In some cases, the setting of a novel doesn’t have a huge impact on the story itself. The story might take place in, say, upstate New York, but your imagination could change all the references to New York into mentions of Arizona, and other than the differences in climate that might affect the characters’ clothing choices, it wouldn’t make a difference. In stories like that, the plot and/or characters are the main focus, and the author made an arbitrary choice of location, maybe because they live there. Which is great, in my opinion. I like reading plot-driven or character-driven stories.
But some stories depend on their setting as much as the plot and characters, and some locations just plain aren’t interchangeable. If a romance novel is set in Bangor, Wales, it would definitely have a huge impact on the overall story if you tried to change it to Bangor, Maine. In some stories like that, the city or town becomes almost a character itself, and if an author can write like that, they have my admiration.

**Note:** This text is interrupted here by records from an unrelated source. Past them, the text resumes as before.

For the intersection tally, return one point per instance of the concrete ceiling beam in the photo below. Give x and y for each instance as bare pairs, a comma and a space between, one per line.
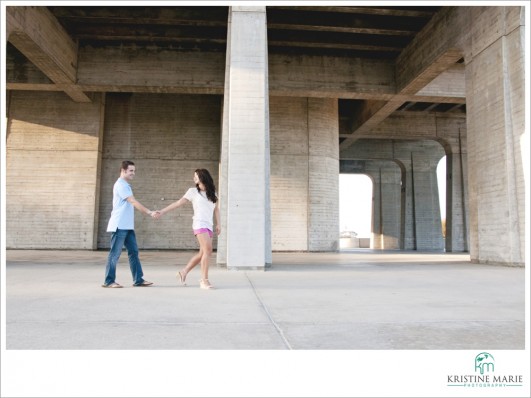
37, 34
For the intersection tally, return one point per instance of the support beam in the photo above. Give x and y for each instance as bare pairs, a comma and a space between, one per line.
37, 34
374, 115
418, 65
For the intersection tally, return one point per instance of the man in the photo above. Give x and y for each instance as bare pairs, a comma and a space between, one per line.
122, 224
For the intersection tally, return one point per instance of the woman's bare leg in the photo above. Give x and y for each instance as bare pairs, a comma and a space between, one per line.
196, 259
205, 243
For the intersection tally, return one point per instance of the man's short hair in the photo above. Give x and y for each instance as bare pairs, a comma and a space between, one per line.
126, 164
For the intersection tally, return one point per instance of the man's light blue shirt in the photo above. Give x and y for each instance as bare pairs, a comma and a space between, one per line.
123, 212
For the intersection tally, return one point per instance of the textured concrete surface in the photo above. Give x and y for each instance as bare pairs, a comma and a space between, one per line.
357, 300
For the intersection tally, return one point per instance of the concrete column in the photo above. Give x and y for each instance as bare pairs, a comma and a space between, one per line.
498, 148
323, 175
456, 202
386, 205
422, 196
248, 219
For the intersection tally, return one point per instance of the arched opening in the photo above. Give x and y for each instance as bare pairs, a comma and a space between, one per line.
355, 210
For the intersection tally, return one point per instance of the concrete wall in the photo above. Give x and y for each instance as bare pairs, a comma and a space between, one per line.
498, 151
304, 174
57, 164
52, 171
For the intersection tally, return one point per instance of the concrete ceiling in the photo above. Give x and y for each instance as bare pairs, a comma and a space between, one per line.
376, 34
366, 32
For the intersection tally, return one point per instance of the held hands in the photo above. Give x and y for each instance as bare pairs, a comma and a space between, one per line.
155, 214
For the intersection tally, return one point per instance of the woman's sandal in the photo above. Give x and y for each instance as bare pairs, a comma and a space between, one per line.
182, 278
205, 284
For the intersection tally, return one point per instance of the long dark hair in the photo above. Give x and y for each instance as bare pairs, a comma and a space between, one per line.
206, 179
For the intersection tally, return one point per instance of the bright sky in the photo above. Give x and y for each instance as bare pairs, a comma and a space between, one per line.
355, 200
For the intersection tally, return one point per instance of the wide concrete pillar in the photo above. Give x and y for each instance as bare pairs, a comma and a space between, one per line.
498, 146
246, 218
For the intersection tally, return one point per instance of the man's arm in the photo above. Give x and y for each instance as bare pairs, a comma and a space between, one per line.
139, 206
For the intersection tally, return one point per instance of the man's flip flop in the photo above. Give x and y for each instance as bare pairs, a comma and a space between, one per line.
145, 283
112, 285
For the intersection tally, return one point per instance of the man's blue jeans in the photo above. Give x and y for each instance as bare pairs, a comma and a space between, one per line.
119, 239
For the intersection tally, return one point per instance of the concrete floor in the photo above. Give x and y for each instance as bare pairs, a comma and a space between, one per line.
355, 300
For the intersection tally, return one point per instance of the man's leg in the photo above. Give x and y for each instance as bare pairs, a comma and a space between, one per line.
117, 243
134, 261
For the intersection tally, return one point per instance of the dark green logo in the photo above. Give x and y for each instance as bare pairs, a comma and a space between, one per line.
484, 363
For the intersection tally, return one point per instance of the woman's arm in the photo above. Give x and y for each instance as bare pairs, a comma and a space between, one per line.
173, 205
217, 218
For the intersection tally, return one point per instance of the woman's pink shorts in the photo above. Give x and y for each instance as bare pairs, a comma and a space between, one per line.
203, 231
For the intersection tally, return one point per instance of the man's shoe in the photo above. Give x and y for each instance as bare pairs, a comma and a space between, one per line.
112, 285
145, 283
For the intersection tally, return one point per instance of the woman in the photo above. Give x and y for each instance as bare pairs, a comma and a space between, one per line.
205, 204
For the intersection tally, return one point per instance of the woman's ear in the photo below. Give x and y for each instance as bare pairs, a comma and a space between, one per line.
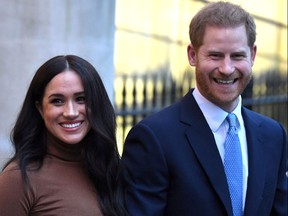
191, 52
39, 107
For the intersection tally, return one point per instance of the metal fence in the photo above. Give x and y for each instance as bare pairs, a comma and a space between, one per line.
137, 96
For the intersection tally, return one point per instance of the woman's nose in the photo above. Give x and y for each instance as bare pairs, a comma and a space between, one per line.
71, 110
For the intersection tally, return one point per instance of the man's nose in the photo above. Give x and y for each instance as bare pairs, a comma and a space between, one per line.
226, 66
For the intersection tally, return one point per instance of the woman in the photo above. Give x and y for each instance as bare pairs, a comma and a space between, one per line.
66, 160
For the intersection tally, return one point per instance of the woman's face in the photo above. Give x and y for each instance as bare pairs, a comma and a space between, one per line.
63, 108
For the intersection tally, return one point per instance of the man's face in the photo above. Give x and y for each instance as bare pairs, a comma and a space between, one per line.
223, 65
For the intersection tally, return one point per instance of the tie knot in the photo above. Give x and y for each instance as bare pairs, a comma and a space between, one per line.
232, 119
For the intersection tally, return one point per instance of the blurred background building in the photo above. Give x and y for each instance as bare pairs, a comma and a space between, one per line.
139, 48
152, 68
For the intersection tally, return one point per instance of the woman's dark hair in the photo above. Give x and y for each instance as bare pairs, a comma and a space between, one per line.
101, 157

A lot of my stories have very vague locations. For example, right now I’m writing a new romance novel about a woman who takes a job with a “marine assistance” company. (Think auto road service, but for boats instead of cars, and with tow boats instead of tow trucks.) My fi–I mean, husband (taking me a while to get used to that) works for such a company; his dad owns the Boston franchise of it. Because of that, and because I also work for my father-in-law, in my head the story takes place in Boston. However, nowhere in the story do I mention a location, other than describing the place as a big city with a harbor. Could be Boston, could be Portland, Maine, could be anywhere. Except for the necessity of being on the ocean, the location wasn’t important to the story.

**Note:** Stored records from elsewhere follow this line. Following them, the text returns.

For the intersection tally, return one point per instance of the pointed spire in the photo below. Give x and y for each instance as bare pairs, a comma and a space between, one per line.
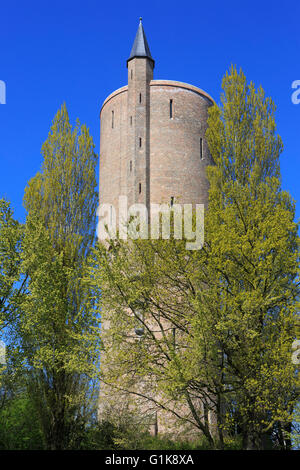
140, 46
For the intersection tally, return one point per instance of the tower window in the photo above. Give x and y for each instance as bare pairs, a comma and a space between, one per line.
201, 148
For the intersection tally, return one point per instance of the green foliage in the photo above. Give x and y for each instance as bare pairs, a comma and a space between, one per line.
19, 425
10, 241
218, 323
58, 330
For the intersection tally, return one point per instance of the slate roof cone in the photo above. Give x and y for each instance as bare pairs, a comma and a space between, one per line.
140, 46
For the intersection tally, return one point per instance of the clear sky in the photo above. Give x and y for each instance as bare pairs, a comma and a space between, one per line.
56, 51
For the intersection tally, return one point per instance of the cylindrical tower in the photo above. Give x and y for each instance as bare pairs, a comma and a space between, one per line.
152, 137
152, 149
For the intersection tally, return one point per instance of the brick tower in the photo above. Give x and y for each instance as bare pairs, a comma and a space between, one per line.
152, 146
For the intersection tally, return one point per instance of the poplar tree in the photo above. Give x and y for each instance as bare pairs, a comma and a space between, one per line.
253, 261
58, 330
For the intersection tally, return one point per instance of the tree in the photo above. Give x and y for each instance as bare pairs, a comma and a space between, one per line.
58, 330
10, 245
12, 290
252, 247
215, 326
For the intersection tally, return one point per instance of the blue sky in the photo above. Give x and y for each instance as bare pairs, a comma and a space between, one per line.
72, 51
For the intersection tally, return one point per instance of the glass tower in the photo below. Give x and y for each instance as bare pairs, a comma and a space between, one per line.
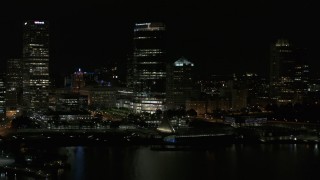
36, 66
148, 67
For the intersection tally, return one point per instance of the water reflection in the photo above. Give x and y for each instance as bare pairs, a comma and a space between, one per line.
266, 161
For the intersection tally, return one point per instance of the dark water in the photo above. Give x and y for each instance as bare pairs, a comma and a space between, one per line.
265, 161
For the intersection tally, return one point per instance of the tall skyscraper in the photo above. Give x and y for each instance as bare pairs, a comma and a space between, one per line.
180, 83
148, 67
36, 66
288, 73
2, 99
14, 85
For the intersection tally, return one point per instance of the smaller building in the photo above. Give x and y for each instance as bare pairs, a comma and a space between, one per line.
245, 120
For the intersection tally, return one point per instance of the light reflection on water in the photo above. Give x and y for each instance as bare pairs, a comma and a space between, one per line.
266, 161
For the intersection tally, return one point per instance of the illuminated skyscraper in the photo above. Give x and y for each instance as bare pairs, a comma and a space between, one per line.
288, 73
148, 67
2, 100
36, 66
14, 85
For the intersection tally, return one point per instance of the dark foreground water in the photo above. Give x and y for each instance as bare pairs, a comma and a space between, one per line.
262, 161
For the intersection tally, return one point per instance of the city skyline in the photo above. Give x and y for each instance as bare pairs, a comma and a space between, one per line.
222, 38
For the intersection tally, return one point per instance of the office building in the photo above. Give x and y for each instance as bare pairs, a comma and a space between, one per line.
36, 66
288, 73
148, 67
2, 100
180, 83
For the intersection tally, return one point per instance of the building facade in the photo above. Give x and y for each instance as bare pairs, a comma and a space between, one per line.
14, 85
2, 100
36, 66
147, 76
180, 83
288, 73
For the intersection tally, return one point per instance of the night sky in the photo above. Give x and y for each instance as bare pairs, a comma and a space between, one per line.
220, 37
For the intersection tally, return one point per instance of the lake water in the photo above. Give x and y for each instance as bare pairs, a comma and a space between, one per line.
261, 161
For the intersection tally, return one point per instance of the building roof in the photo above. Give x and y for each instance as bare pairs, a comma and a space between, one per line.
183, 62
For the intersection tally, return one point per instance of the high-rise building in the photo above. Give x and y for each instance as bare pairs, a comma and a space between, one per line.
14, 85
148, 67
180, 83
2, 100
288, 73
36, 79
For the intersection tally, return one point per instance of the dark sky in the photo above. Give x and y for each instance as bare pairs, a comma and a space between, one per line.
220, 37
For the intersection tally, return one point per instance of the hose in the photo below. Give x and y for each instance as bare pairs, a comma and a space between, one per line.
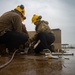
2, 66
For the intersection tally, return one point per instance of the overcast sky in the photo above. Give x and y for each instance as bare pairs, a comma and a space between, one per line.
59, 14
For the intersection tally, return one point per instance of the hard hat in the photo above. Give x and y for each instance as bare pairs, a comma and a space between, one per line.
36, 18
21, 10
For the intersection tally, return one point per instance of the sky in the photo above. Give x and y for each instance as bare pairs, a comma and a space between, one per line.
59, 13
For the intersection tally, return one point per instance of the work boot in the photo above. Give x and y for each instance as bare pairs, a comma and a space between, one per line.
2, 49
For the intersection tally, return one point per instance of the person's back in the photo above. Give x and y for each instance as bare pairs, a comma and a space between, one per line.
10, 21
11, 33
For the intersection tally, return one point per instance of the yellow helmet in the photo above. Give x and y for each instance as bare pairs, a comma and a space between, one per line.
35, 18
21, 10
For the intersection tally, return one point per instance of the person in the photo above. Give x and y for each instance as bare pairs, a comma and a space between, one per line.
13, 32
44, 35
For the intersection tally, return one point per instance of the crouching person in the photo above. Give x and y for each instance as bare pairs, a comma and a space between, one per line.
43, 34
13, 33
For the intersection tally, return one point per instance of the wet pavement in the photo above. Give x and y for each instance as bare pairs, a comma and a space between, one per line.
39, 65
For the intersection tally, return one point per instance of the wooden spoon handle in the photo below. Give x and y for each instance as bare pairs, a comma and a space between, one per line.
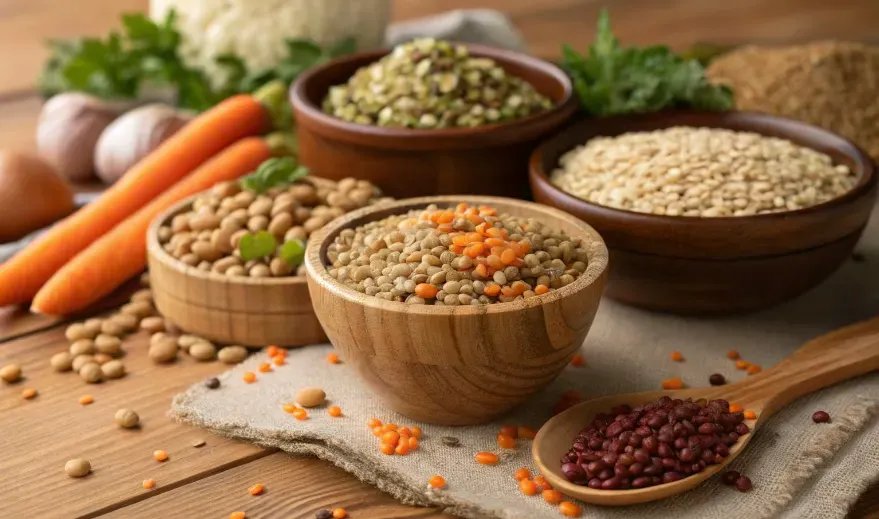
832, 358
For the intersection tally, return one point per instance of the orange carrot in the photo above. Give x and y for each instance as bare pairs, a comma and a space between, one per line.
235, 118
121, 254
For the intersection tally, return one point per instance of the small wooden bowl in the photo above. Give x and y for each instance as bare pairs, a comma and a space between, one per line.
253, 312
692, 265
490, 159
456, 365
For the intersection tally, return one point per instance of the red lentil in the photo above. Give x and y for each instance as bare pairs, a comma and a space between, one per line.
487, 458
528, 487
506, 442
552, 497
569, 509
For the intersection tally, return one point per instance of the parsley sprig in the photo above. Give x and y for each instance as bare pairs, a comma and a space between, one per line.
613, 79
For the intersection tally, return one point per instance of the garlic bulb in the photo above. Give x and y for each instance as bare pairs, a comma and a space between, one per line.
68, 129
133, 136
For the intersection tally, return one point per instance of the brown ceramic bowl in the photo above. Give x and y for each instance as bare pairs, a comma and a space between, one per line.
491, 160
456, 365
716, 265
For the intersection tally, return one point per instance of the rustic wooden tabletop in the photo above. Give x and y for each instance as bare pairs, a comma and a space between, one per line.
38, 436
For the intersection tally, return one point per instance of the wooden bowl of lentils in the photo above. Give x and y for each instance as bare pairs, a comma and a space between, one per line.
226, 264
430, 117
710, 213
455, 309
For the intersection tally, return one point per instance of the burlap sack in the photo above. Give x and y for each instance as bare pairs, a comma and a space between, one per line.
799, 469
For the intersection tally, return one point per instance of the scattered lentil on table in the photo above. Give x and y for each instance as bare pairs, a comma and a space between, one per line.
209, 234
701, 172
428, 84
654, 443
459, 255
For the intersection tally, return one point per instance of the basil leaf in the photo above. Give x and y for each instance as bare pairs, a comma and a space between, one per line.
293, 252
256, 246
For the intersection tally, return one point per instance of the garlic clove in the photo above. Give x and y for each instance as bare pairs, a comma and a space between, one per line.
133, 136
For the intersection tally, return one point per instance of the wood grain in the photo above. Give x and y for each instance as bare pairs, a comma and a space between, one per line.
296, 488
231, 310
54, 427
822, 362
457, 365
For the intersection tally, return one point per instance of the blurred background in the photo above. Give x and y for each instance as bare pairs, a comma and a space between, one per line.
545, 24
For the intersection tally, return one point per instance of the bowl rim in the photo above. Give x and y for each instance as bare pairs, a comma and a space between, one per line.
301, 102
318, 272
155, 248
784, 125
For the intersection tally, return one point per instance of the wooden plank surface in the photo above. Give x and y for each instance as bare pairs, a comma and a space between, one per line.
296, 488
212, 481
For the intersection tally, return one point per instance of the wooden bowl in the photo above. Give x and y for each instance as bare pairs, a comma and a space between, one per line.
456, 365
241, 310
491, 159
692, 265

On the other hand, my novella Deep Down was originally written for a special call for stories about large cities, and the city was expected to be a big part of the plot. (That publisher rejected it… Siren published it, though.) I chose Boston, which has been my favorite city since I was about 10. Because of the requirements of the special call, I had to make Boston actually be Boston. I had to describe it accurately and try to give the reader a feeling of what Boston’s really like. Harder than it sounds… Just before publication, I discovered that I’d completely bollixed one of Boston’s subway routes. Since the hero is a subway musician and both he and the heroine frequently ride the route in question, and I’d set his apartment near one of the stations, I definitely had to get that right.

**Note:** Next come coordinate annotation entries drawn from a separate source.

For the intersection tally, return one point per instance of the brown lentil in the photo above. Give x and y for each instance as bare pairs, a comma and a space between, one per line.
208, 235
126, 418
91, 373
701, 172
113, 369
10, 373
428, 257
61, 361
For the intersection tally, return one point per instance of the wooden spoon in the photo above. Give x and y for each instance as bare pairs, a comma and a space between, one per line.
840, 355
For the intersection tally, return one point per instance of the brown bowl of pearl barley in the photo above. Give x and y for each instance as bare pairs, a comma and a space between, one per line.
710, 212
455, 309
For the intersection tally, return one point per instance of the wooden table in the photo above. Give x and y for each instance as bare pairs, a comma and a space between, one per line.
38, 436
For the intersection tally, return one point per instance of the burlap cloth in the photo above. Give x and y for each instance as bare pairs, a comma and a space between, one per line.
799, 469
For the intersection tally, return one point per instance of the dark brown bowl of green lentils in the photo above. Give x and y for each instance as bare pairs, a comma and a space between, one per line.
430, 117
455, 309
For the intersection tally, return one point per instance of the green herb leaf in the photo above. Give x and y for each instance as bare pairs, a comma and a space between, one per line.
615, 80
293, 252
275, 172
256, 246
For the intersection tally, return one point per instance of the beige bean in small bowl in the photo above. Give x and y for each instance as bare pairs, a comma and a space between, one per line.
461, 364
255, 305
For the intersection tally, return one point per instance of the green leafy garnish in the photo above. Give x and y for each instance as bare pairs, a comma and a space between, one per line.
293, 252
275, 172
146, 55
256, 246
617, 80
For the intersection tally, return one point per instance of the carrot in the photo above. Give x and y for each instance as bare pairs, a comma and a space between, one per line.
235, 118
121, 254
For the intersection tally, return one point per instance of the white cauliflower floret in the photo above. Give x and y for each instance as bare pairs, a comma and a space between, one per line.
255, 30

While I was on my honeymoon, I stayed on Cape Cod for a week, in a gorgeous, half-glass cottage on a cove. (Thanks, Auntie!) The scenery was beautiful, and my husband and I took a couple drives around the area just to see it, since I’d never been to Cape Cod before. A couple story ideas popped into my head while we were there, and they’re on my project list now. Since they take place on Cape Cod, in real towns and locations, I’d darn well better do my research and make sure I describe the place accurately. If I get it wrong, someone will notice.
Hmm… that might mean I’ll have to go back there. How sad. LOL
When an author chooses to make a location part of a story, rather than just having a location because the story has to take place somewhere (which is the case in a lot of my stories), the author needs to make sure they know the location well enough to write it realistically and accurately. Otherwise, a reader will notice, and might not be too happy. If you don’t live in the place you’re writing about and aren’t able to visit it (say it’s across the ocean or something), at least research it thorougly online. In my novel Eternal Love, which is due out in July, part of the action takes place in Wales, in a fictional town that’s in a real part of the country. Since I’ve never been there, and a European visit wasn’t in the cards for me, I contacted a friend who lives in Northern Ireland, and she got in touch with a friend of hers who lives in Wales. Between the two of them, they gave me enough information and internet links that I was able to describe the area in which I imagined the town accurately.
Sometimes the setting can make or break the story. Sometimes, if an author gets it too wrong, it can make or break the author. So in writing, make sure you know where you’re talking about.
And if you’re a reader, enjoy the books that take place in locales you’ve never been to–consider them a vacation.